KARUSSELL VON JESSE HAMM

Karussell 021: Zeichnen vs. Cartooning

Tukan beim Lesen eines Comics

Bei der Lektüre einer beliebigen Sammlung von einteiligen Cartoons, in der die Cartoons vom frühen 20. Die frühesten Cartoons sehen wie ernsthafte Illustrationen aus, mit umfangreichen linearen Schattierungen, detaillierten Hintergründen und realistischen Figuren. Im Laufe des Jahrhunderts werden die Cartoons jedoch immer einfacher, mit sehr wenigen Schraffuren oder Schattierungen, spärlichen Hintergründen und übertriebenen Figuren.

Dieser Trend zeigt eine Entwicklung von weniger effektiven Cartoons, die mit traditionellen Methoden gezeichnet wurden, zu effektiveren Cartoons, bei denen überflüssige Details weggelassen und wichtige erzählerische Elemente hervorgehoben wurden. In den vielen Jahrzehnten, seit Gag-Panels populär wurden, sind die Cartoonisten immer geschickter darin geworden, die Aufgabe des Zeichnens an die Aufgabe des Erzählens von Witzen anzupassen. Heute sieht man fast nie ein Gag-Panel, das in demselben detaillierten Stil gezeichnet ist wie eine realistische Illustration.

Die Zeichner von nicht-humoristischen Comics haben jedoch immer noch Schwierigkeiten, ihre erzählerischen Ziele mit ihrer Verpflichtung zum Realismus in Einklang zu bringen. Es ist zwar eine Sache, einen großnasigen Schiffbrüchigen auf einer Insel mit nur einem Baum zu zeichnen, um zu lachen, aber eine Geschichte über einen echten Schiffbrüchigen auf einer echten Insel würde wohl mehr Realismus erfordern. Aber wie viel Realismus ist angemessen? Sollten nicht-humoristische Comics mit traditionellen, eigenständigen Zeichnungen identisch sein, oder erfordert das Medium Comic immer einen modifizierten Ansatz?

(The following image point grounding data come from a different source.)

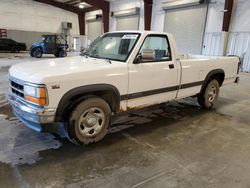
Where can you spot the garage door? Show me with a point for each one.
(187, 25)
(127, 23)
(94, 29)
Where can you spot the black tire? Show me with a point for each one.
(31, 53)
(62, 53)
(89, 121)
(208, 97)
(56, 54)
(13, 49)
(38, 53)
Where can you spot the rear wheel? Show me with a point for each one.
(89, 121)
(38, 53)
(208, 97)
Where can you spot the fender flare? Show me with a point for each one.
(82, 92)
(209, 75)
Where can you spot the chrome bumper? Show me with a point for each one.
(38, 119)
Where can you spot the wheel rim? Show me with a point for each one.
(212, 93)
(38, 53)
(91, 122)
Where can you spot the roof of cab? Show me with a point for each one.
(140, 32)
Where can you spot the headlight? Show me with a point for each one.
(35, 95)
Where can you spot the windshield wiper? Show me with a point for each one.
(106, 59)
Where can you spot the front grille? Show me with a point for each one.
(17, 88)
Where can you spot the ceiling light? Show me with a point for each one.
(81, 6)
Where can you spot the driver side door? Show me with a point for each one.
(153, 80)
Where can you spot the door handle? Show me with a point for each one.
(171, 66)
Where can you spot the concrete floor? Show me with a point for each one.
(172, 145)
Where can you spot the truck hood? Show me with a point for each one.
(45, 70)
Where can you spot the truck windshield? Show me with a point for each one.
(113, 46)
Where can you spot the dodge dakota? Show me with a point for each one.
(119, 71)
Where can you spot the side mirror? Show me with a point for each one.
(137, 59)
(148, 55)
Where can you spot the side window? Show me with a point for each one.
(155, 48)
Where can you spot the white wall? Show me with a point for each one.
(28, 15)
(126, 4)
(241, 16)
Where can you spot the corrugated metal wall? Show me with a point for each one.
(212, 44)
(238, 44)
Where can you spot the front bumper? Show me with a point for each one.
(37, 119)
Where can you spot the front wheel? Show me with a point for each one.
(208, 97)
(38, 53)
(62, 53)
(89, 122)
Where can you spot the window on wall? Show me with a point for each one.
(156, 47)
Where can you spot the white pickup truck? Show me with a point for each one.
(120, 71)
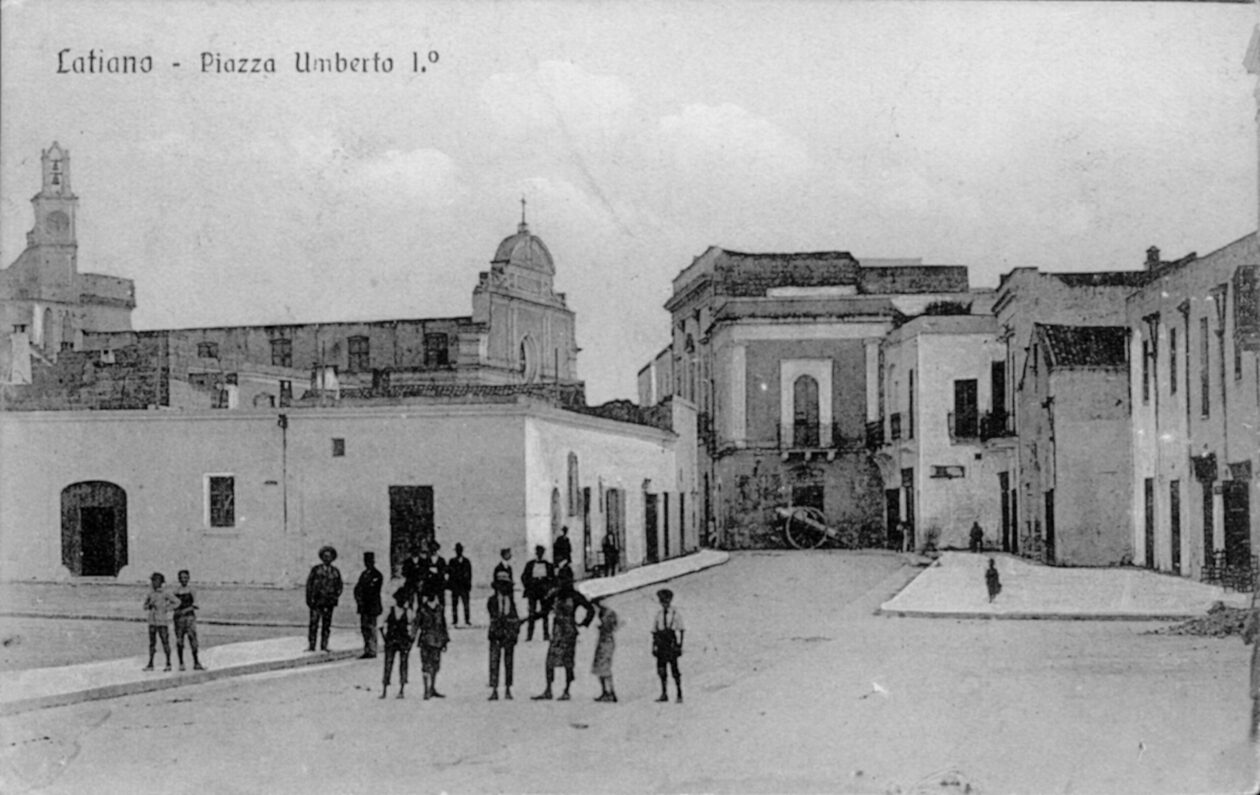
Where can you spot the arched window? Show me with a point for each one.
(805, 412)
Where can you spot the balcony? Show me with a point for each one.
(996, 425)
(964, 426)
(875, 435)
(817, 437)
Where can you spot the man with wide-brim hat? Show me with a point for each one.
(323, 592)
(503, 633)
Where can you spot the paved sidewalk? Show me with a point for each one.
(954, 587)
(22, 691)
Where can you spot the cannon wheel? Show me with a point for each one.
(805, 528)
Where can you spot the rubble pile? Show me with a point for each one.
(1220, 621)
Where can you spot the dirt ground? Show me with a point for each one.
(793, 686)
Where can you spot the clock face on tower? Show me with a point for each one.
(57, 223)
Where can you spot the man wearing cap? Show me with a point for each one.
(667, 643)
(459, 581)
(504, 565)
(323, 591)
(503, 634)
(537, 580)
(367, 599)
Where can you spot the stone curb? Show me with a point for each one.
(165, 683)
(1037, 616)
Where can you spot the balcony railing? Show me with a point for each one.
(964, 426)
(817, 436)
(994, 425)
(875, 435)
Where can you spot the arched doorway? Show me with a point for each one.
(93, 528)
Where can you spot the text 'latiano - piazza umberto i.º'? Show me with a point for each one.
(304, 62)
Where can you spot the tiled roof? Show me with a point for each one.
(1071, 347)
(1105, 279)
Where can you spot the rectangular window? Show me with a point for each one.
(910, 413)
(437, 350)
(1172, 359)
(1205, 373)
(1145, 371)
(967, 408)
(221, 500)
(281, 352)
(359, 354)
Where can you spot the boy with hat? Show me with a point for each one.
(323, 592)
(667, 643)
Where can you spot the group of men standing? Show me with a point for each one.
(551, 595)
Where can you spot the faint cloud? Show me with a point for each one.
(590, 108)
(730, 136)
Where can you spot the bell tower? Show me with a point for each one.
(54, 204)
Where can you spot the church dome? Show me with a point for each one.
(524, 250)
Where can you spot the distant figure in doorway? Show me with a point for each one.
(610, 554)
(562, 549)
(667, 644)
(537, 580)
(977, 538)
(398, 639)
(504, 566)
(436, 571)
(503, 634)
(563, 601)
(604, 649)
(185, 620)
(459, 581)
(1251, 635)
(992, 581)
(158, 605)
(413, 571)
(367, 600)
(323, 592)
(432, 636)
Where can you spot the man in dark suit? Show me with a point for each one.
(562, 549)
(504, 630)
(537, 581)
(367, 599)
(459, 581)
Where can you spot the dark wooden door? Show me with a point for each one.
(1237, 523)
(411, 520)
(100, 543)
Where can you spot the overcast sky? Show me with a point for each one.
(992, 135)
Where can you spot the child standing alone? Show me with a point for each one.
(158, 605)
(990, 580)
(185, 620)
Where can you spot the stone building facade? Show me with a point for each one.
(1195, 387)
(780, 353)
(941, 435)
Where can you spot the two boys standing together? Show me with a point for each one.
(165, 606)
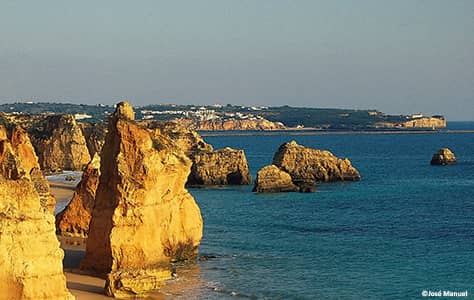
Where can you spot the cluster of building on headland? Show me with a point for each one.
(131, 204)
(232, 117)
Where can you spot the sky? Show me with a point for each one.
(400, 57)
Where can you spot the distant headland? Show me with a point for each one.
(228, 117)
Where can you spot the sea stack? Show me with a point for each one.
(271, 179)
(75, 218)
(306, 167)
(20, 150)
(220, 167)
(443, 157)
(30, 257)
(143, 217)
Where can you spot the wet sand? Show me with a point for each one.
(62, 191)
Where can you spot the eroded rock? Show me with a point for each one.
(312, 165)
(30, 257)
(220, 167)
(443, 157)
(143, 217)
(271, 179)
(60, 144)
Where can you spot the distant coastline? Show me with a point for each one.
(219, 117)
(330, 132)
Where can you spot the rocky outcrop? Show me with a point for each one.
(271, 179)
(443, 157)
(94, 134)
(222, 125)
(58, 140)
(220, 167)
(425, 122)
(60, 144)
(75, 218)
(30, 257)
(18, 159)
(308, 166)
(143, 217)
(187, 140)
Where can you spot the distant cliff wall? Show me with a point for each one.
(222, 125)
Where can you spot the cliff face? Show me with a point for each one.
(309, 166)
(220, 167)
(60, 144)
(18, 159)
(425, 122)
(30, 257)
(187, 140)
(143, 218)
(221, 125)
(75, 218)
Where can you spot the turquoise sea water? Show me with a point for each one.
(404, 228)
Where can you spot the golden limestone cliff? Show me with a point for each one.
(30, 257)
(60, 144)
(58, 140)
(143, 217)
(306, 167)
(75, 218)
(18, 156)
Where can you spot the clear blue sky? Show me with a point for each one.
(396, 56)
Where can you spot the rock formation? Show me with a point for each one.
(60, 144)
(222, 125)
(58, 140)
(443, 157)
(425, 122)
(30, 257)
(187, 140)
(220, 167)
(271, 179)
(305, 166)
(18, 158)
(75, 218)
(143, 217)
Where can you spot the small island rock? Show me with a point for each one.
(220, 167)
(311, 165)
(443, 157)
(271, 179)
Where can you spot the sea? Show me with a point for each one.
(404, 231)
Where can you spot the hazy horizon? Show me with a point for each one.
(398, 57)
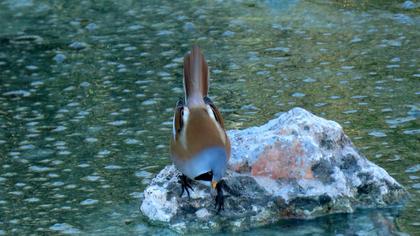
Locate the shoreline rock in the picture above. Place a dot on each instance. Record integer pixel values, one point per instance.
(295, 166)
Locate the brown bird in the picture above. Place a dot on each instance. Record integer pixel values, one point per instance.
(200, 148)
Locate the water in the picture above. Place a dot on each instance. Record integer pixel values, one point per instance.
(88, 89)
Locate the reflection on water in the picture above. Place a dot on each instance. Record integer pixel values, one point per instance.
(88, 88)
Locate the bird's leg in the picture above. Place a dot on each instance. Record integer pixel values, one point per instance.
(220, 199)
(185, 185)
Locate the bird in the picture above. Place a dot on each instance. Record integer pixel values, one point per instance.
(200, 148)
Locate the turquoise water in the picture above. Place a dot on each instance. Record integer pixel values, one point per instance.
(87, 91)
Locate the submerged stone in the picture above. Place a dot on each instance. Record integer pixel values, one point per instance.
(295, 166)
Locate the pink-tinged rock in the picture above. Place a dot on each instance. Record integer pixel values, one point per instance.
(283, 160)
(297, 165)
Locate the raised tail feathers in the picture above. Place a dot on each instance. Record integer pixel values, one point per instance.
(196, 73)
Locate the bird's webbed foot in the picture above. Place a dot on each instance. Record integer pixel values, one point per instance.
(185, 185)
(220, 199)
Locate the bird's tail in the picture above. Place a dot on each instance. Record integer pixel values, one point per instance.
(196, 73)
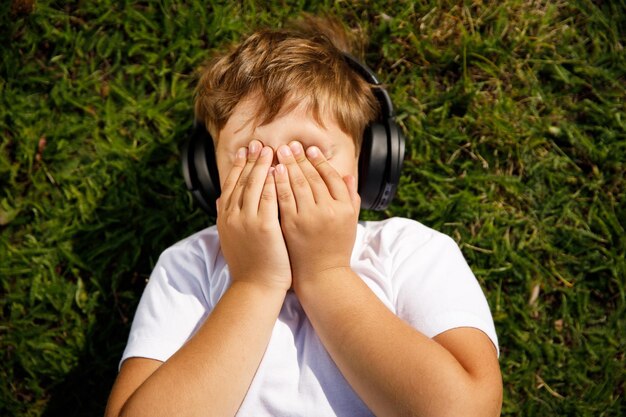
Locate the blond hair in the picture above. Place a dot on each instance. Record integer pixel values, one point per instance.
(282, 68)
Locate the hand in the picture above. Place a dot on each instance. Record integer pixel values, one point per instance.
(247, 221)
(319, 211)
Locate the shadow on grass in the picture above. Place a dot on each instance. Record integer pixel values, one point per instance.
(145, 212)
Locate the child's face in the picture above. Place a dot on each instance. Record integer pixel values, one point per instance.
(297, 125)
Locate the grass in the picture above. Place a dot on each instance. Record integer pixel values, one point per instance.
(516, 125)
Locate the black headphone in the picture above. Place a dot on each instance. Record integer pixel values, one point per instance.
(380, 160)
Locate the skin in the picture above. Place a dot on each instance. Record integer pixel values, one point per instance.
(395, 369)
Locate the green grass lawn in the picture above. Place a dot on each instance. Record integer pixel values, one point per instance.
(516, 122)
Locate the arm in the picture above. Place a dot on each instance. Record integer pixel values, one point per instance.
(213, 370)
(394, 368)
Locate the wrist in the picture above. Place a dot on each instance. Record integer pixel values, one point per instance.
(329, 275)
(262, 287)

Selbst wenn ein Comic auf extremen Realismus abzielt, würde ich behaupten, dass er sich in gewisser Weise von eigenständigen Zeichnungen unterscheiden muss, um wirksam zu sein. Comic-Kunst sollte sich von traditioneller Kunst aus dem gleichen Grund unterscheiden, wie sich Treppen von Stühlen unterscheiden sollten: Traditionelle Zeichnungen sind darauf ausgelegt, den Blick des Lesers zu halten; Comics sind darauf ausgelegt, den Blick des Lesers fließend weiterzuleiten. Wenn Karikaturisten an Comics herangehen wie an eigenständige Kunst, werden ihre Comics gestelzt und stockend, was ein flüssiges Lesen verhindert. Das liegt daran, dass sie Techniken verwenden, die die Aufmerksamkeit der Leserinnen und Leser fesseln sollen, anstatt sie voranzutreiben.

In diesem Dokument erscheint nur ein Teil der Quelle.